Single by Thomas Rhett

from the album It Goes Like This
- Released: August 4, 2014
- Recorded: 2012–13
- Genre: Country pop
- Length: 3:46
- Label: Valory
- Songwriters: Thomas Rhett; Bart Butler; Larry McCoy;
- Producer: Jay Joyce

Thomas Rhett singles chronology
| "Small Town Throwdown" (2014) | "Make Me Wanna" (2014) | "Crash and Burn" (2015) |

= Make Me Wanna =

"Make Me Wanna" is a song co-written and recorded by the American country music singer Thomas Rhett. It was released in August 2014 as the fifth single from his first album, It Goes Like This. The song was written by Rhett, Bart Butler and Larry McCoy.

==Content==
The song is mid-tempo with "high-toned guitars and a slowly building chorus" and a "sensitive and sexy delivery" about a man expressing his feelings to his lover. Rhett describes the song as having a Bee Gees sound.

==Critical reception==
The song has mostly been met with a positive reception, mainly for its disco influences. Bob Paxman of Country Weekly rated the single "B+", comparing its sound to "the candy coated days of Air Supply and Andy Gibb". He thought that it was "sure to nestle easily with the female audience" and was "pleasant, if not exactly outstanding", and criticized the "references to tailgating and trucks". Writing for Taste of Country, Carrie Horton wrote, "But while the lyrics may sound a bit too much like what’s already out there, the melody makes up for it ten times over. The Bee Gees-inspired tune features staccato drum and piano undertones that echo famous disco hits like ‘Stayin' Alive,’ but with a perfect blend of twangy guitars to keep the song’s sound just true enough for any pure country fan." Liv Carter of Little Rebellion gave the song two thumbs down, criticizing the production and unoriginality of the lyric. She summarized her review by writing, "This is an uncreative lyric inexplicably paired with 1970s pop. Which means it will probably be a big hit."

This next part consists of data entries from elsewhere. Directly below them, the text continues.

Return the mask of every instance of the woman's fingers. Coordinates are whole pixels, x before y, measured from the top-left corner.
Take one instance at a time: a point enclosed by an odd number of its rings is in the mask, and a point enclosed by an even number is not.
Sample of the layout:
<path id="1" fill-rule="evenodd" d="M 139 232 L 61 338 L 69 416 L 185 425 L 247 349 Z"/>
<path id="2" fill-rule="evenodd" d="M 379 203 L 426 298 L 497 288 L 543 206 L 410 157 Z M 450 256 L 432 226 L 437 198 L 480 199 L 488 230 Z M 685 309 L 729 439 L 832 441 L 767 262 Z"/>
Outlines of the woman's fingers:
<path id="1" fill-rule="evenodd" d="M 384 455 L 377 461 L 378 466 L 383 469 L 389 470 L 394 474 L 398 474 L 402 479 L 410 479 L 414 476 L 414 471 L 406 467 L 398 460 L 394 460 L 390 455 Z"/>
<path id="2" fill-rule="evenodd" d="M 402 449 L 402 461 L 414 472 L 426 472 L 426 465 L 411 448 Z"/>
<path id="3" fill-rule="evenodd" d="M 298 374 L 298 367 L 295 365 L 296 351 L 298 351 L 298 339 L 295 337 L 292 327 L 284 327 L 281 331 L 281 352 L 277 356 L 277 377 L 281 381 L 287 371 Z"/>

==Commercial performance==
The song entered the Country Airplay chart at No. 51 for the chart dated August 16, 2014, and the Hot Country Songs at No. 48 on September 13, 2014. It entered the Hot 100 chart at No. 99 for the chart dated November 29, 2014. It reached No. 1 on the Country Airplay chart on March 7, 2015, his third No. 1 from his debut album. It is also Thomas' first #1 hit that he co-wrote. It peaked at No. 2 on the Hot Country Songs and No. 43 on the Billboard Hot 100 for the charts dated February 28, 2015.

The song was certified three-times Platinum by the RIAA on July 21, 2025. It has sold 596,000 copies in the US as of April 2015.

==Music video==
The music video was directed by TK McKamy and premiered in October 2014. The video uses the single version which has re-recorded vocals than the album version. However, on the second verse, it switches to a hip-hop style beat.

==Charts and certifications==

=== Weekly charts ===

| Chart (2014–2015) | Peak position |
|---|---|
| Canada Hot 100 (Billboard) | 74 |
| Canada Country (Billboard) | 11 |
| US Billboard Hot 100 | 43 |
| US Country Airplay (Billboard) | 1 |
| US Hot Country Songs (Billboard) | 2 |

===Year-end charts===

| Chart (2014) | Position |
|---|---|
| US Country Airplay (Billboard) | 95 |
| US Hot Country Songs (Billboard) | 100 |

| Chart (2015) | Position |
|---|---|
| US Country Airplay (Billboard) | 33 |
| US Hot Country Songs (Billboard) | 52 |

===Certifications===

| Region | Certification | Certified units/sales |
| United States (RIAA) | 3× Platinum | 3,000,000^{‡} |
^{‡} Sales+streaming figures based on certification alone.